Leio o teu nome na página da noite: Menino Deus... E fico a meditar no milagre dobrado de ser Deus e menino. Em Deus não acredito. Mas de ti como posso duvidar? Todos os dias nascem meninos pobres em currais de gado, crianças que são ânsias alargadas de horizontes pequenos. Humanas alvoradas... a divindade é o menos.
A luz se apagou em meus olhos. O que neles reside é uma opaca lembrança entornada de mágoas. Já não há nascente, o que me resta é o crepúsculo de uma desavisada sombra de saudade.
O tempo enevoou meus olhos com um halo de encantatórias promessas. Embriagada pela miragem do teu regresso, fui abruptamente surpreendida pela ofuscante nitidez da verdade, intuição involuntária da clarividência dos meus enganos.

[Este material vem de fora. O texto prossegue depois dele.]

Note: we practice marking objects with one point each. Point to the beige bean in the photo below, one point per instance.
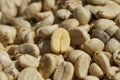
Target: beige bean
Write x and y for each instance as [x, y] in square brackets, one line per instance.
[22, 36]
[3, 76]
[30, 73]
[81, 14]
[112, 72]
[98, 2]
[95, 70]
[117, 76]
[5, 60]
[116, 56]
[11, 71]
[32, 9]
[29, 37]
[81, 65]
[59, 59]
[63, 13]
[8, 9]
[69, 24]
[71, 48]
[27, 48]
[19, 23]
[2, 47]
[110, 57]
[117, 20]
[48, 4]
[73, 55]
[46, 31]
[1, 67]
[110, 11]
[23, 6]
[10, 49]
[112, 30]
[60, 40]
[7, 34]
[78, 36]
[48, 20]
[85, 27]
[47, 65]
[91, 78]
[100, 34]
[72, 4]
[28, 61]
[112, 45]
[44, 46]
[94, 10]
[64, 71]
[104, 23]
[91, 46]
[101, 59]
[117, 34]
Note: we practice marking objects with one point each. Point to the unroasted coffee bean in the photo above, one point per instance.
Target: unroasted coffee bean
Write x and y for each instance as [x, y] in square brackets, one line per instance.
[78, 36]
[69, 24]
[28, 61]
[116, 56]
[73, 55]
[46, 31]
[97, 33]
[81, 65]
[112, 45]
[91, 46]
[91, 78]
[64, 71]
[81, 14]
[117, 76]
[60, 40]
[63, 13]
[3, 76]
[112, 30]
[27, 48]
[117, 34]
[96, 70]
[112, 72]
[101, 59]
[44, 46]
[30, 73]
[47, 65]
[104, 23]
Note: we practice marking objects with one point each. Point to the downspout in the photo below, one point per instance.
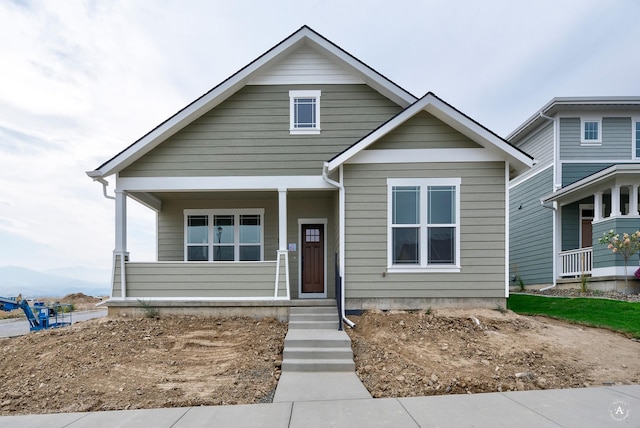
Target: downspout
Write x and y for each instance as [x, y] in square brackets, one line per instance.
[123, 285]
[340, 186]
[104, 183]
[554, 207]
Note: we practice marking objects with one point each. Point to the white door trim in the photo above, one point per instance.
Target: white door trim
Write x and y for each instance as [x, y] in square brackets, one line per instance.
[301, 222]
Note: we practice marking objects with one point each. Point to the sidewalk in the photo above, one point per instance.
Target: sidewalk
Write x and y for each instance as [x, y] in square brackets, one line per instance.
[616, 406]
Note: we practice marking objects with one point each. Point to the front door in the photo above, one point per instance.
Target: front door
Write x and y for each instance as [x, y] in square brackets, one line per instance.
[312, 258]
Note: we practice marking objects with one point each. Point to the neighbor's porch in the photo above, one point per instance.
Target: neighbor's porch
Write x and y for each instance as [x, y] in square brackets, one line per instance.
[586, 210]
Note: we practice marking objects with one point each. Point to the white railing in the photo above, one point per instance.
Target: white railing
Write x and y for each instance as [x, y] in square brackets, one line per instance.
[576, 262]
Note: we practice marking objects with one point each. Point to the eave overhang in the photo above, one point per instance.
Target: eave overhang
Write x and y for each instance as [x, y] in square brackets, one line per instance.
[518, 160]
[224, 90]
[620, 174]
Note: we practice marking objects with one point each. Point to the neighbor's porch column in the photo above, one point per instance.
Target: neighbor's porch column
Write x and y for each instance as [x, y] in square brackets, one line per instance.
[121, 222]
[633, 199]
[597, 206]
[615, 201]
[282, 217]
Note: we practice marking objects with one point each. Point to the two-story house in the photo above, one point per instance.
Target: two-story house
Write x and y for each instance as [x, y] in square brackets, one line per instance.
[583, 184]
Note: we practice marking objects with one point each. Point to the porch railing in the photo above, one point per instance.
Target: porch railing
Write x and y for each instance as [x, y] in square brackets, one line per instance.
[576, 262]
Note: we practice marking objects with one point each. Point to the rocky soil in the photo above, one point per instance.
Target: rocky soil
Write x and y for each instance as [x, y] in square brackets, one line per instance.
[132, 363]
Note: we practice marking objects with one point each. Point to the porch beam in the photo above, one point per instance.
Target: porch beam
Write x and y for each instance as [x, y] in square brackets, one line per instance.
[205, 184]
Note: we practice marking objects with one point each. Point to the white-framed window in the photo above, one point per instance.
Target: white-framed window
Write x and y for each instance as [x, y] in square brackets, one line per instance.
[304, 112]
[423, 225]
[635, 123]
[590, 131]
[224, 235]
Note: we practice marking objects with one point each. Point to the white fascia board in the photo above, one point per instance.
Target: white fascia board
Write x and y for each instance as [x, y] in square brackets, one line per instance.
[424, 156]
[147, 199]
[206, 184]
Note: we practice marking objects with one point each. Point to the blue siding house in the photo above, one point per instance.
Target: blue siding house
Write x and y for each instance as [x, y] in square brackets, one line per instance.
[584, 183]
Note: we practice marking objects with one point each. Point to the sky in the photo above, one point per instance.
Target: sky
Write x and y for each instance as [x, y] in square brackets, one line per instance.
[81, 80]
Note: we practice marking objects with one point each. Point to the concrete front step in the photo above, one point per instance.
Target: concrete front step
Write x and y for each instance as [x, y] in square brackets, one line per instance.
[319, 365]
[316, 339]
[313, 317]
[314, 325]
[296, 310]
[310, 353]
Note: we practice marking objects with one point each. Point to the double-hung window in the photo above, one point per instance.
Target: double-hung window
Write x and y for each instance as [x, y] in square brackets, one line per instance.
[424, 224]
[224, 235]
[304, 112]
[636, 137]
[590, 131]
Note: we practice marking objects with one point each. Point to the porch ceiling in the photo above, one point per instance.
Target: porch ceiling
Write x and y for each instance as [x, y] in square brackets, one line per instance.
[241, 195]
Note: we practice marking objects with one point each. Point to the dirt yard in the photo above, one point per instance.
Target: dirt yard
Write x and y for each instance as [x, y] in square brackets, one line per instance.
[131, 363]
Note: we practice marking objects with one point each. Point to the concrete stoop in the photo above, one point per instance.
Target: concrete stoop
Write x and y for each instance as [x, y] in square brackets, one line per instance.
[314, 344]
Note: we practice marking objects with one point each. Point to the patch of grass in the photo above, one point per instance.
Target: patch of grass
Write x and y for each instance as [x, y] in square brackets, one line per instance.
[612, 314]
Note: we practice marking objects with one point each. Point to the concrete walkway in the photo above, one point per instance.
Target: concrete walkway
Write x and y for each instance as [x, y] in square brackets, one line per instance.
[617, 406]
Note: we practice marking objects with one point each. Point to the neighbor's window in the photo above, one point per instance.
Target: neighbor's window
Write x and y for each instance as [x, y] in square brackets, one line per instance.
[591, 131]
[304, 112]
[424, 227]
[224, 235]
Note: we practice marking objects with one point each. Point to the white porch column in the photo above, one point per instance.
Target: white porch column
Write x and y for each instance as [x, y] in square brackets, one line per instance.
[121, 222]
[597, 206]
[282, 217]
[633, 199]
[615, 201]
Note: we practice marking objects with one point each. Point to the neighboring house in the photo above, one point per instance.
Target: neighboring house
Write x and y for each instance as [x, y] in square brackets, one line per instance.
[585, 183]
[307, 167]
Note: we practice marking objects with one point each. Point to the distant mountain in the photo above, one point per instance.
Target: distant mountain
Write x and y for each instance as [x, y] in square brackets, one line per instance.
[16, 280]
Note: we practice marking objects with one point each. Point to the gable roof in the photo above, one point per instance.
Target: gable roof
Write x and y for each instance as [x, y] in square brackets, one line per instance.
[305, 36]
[586, 104]
[453, 117]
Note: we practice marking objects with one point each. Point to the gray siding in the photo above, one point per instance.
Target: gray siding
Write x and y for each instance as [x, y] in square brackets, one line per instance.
[424, 131]
[572, 172]
[248, 134]
[531, 231]
[482, 227]
[616, 140]
[321, 204]
[539, 145]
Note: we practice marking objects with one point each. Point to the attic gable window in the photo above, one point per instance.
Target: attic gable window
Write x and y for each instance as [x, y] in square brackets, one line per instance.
[591, 131]
[304, 112]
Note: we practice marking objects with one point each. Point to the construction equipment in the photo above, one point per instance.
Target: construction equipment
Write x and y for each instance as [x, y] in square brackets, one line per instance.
[42, 316]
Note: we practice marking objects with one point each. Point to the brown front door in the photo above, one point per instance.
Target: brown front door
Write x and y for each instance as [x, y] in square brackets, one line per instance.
[313, 258]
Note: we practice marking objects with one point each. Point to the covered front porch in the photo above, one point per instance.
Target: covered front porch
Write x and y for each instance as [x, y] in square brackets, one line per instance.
[583, 212]
[233, 247]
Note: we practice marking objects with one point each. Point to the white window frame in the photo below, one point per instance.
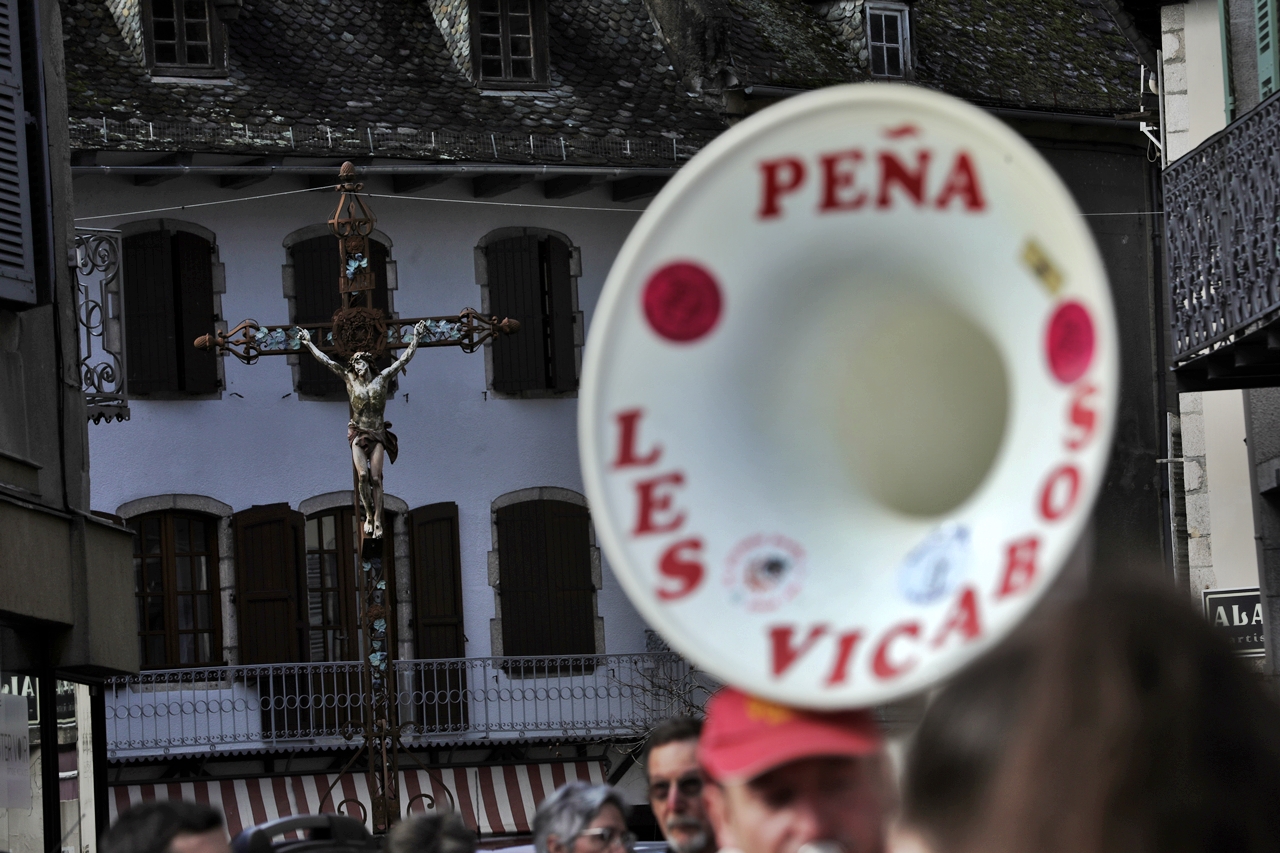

Elizabeth F de Oliveira Foto 'Clarividência' de Ana Martins
A inerme ingenuidade das manhãs
esconde o rito latente dos cotidianos;
ameniza,
com um tênue traço de candura,
a pressa frenética com que se
deflagra a vida.
Anônimos, permaneceremos,
com uma velada promessa
nos olhos de um azul eterno,
sob um céu nítido de esperanças.
Entre mim e ti há um caminho pontilhado de reticências, há um desassossego nos parênteses da espera. Não sei se pontuo de interrogação o muro de equívocos que nos separa ou se aguardo pacientemente, nas entrelinhas da saudade, a etimologia do teu regresso; pois é aqui nesse exílio, que, por ti, sempre realizo a extradição poética das minhas palavras.
Retoquei a linha do horizonte no afã de me livrar do crepúsculo da solidão, penumbra prematura da minha sede. Mas meus olhos divagaram perplexos de saudade, confinando-se voluntariamente no último instante do poente da memória, à espera de um milagre na rutilância secreta dos teus olhos.
Elizabeth F de Oliveira Foto Álvaro Manuel Mendes Cordeiro
Sobrevivi ao naufrágio de uma saudade avassaladora de sonhos imperfeitos. Vagas sem rumo de mim, ondas revoltas sobre o meu barco sem mar, e uma bússola de incertezas orientando o norte do meu peito. Sobrevivi, resgatada por uma das ilhas desertas da minha solidão sem nome.
Tu inauguraste a galeria do meu sentimento com a tela mais impressionista da emoção. Emoldurada de sonhos, é a obra-prima dos meus anseios, incondicionalmente presa à parede surreal da minha excessiva espera.
Tu és gratia plena em minha poesia. Fez-se luz no horizonte das minhas palavras, na semântica da oração dos meus versos. Bendito é o fruto do teu sentimento, que verte de águas os caminhos da minha sede. Amen.
Sempre vivi Intercalada de saudades, mergulhada, semanticamente, na latência dos sonhos. É como se a aurora nunca raiasse em meus dias, coexistindo em mim um crepúsculo permanente de vida. A timidez da luz sempre foi constante no céu do meu domínio, instaurando perenemente uma meia-claridade de sonhos e velados anseios.
À sombra de todas as vozes, escondem-se silêncios opacos, difusos, que se mesclam ao clamor dos sons. É preciso desvendar-lhes o contorno impreciso para pressenti-los nas entrelinhas sonoras dos seus oscilantes movimentos.
Quando o cansaço cerra os meus olhos com a lâmina pesada do cotidiano, habito, instantaneamente, o universo paralelo do meu peito. Em um lampejo eterno de segundo, reviso lágrimas e sorrisos; dias ensolarados de êxtase e tempestades de tristezas. Revejo sonhos, propositalmente esquecidos na frustração do tempo. Reacendo lembranças boas, Mantidas, bem guardadas, para casos de sobrevivência. Reanimo os amores que carrego na asfixia do meu peito.
Não é possível reter a voz das intempéries quando ela chega ao vértice da vigência da vida. Ela sibila bem trajada de metáforas, adornada de analogias, para disfarçar os olhos desavisados. Mas com o som que ecoa implorante de mudanças, pode-se pressentir o chamamento retumbante da vida. Mudanças assinalam a próxima tempestade, reiterando a urgência dos sonhos.
O brilho dos teus olhos prescindem palavras; são eles mesmos a grafia mais perpétua do sentimento, sobressaltando inadvertidamente os meus, num voo invisível e arrebatador de desejos consentidos.